Sorbus aucuparia L.

A very variable sexual diploid (2n=34) species. By far the most widely distributed species in the whole genus in the interpretation adopted in this work. Since isolated trees fruit heavily and yield viable seed, and yellow fruited cultivars tend to yield yellow fruited offspring, it might be deduced that most individuals are self compatible. However, the excellent summary of all aspects of the biology and ecology of S. aucuparia provided in the UK ‘Biological Flora’ account (Raspé et al., 2000) describes conflicting results in different studies while emphasising the better fruit and seed set with outbreeding as expected for most trees (Petit & Hampe, 2006).

As interpreted here, Sorbus aucuparia occurs from Madeira, North Africa and Iceland in the west across Europe, Central and Northern Asia to North China and Kamchatka, but does not reach Japan or other offshore islands in East Asia. It probably only overlaps with other species of the genus in Northern China where S. discolor also grows, the hybrid between them being S. × pekinensis.

Although it is very variable, S. aucuparia can be distinguished from all other species of the genus by its blackish, ovoid, non-sticky buds with usually predominantly whitish hairs, rather untidy, non-leathery foliage, leaflets papillose beneath (x 70), and orange-red fruits with densely white-tomentose, free carpel apices forming a conical protuberance within the calyx.

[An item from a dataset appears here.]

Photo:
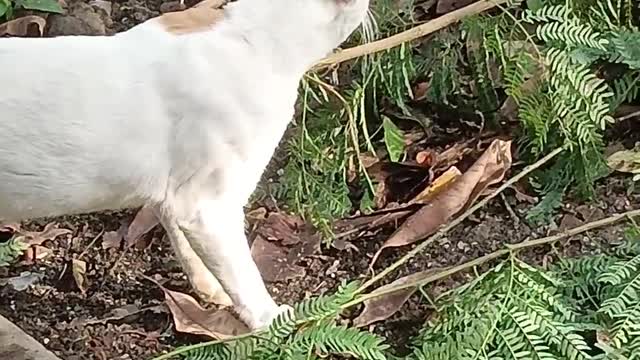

In the mountains of Central Europe and in North Europe the more glabrous trees are named ssp. glabrata (=S. gorodkovii). At least in the north these trees are probably no more than a transition to the even more glabrous trees farther east in Siberia, often referred to S. sibirica, which also tend to have more delicate, more finely pointed and more deeply toothed leaflets and more conical, less hairy buds. This type of tree extends south into Mongolia and North China. It seems likely that these rowans are more or less continuously distributed from Europe across Asia and may well be continuous with populations of smaller trees on the North Eastern coast of Asia (Hulten 1971) which have been referred to S. amurensis, S. anadyrensis and S. kamschatcensis, and larger trees with very white-hairy hairy buds from North China which have been referred to S. pohuashanensis. An examination of type specimens of these species and of other specimens from the Amur region, Anadyria and Kamtschatka shows them to have papillose leaflets and to be almost indistinguishable, at least on the herbarium sheet, from European S. aucuparia. No character or character combination could be found which could distinguish these taxa from one another or from S. aucuparia. Taken together these taxa seem to form a single large variable population throughout Europe, North Africa and the Northern parts of Asia south to the Altai Mountains and are perhaps best treated as belonging to the single species S. aucuparia with the more distinct variants being recognized as subspecies.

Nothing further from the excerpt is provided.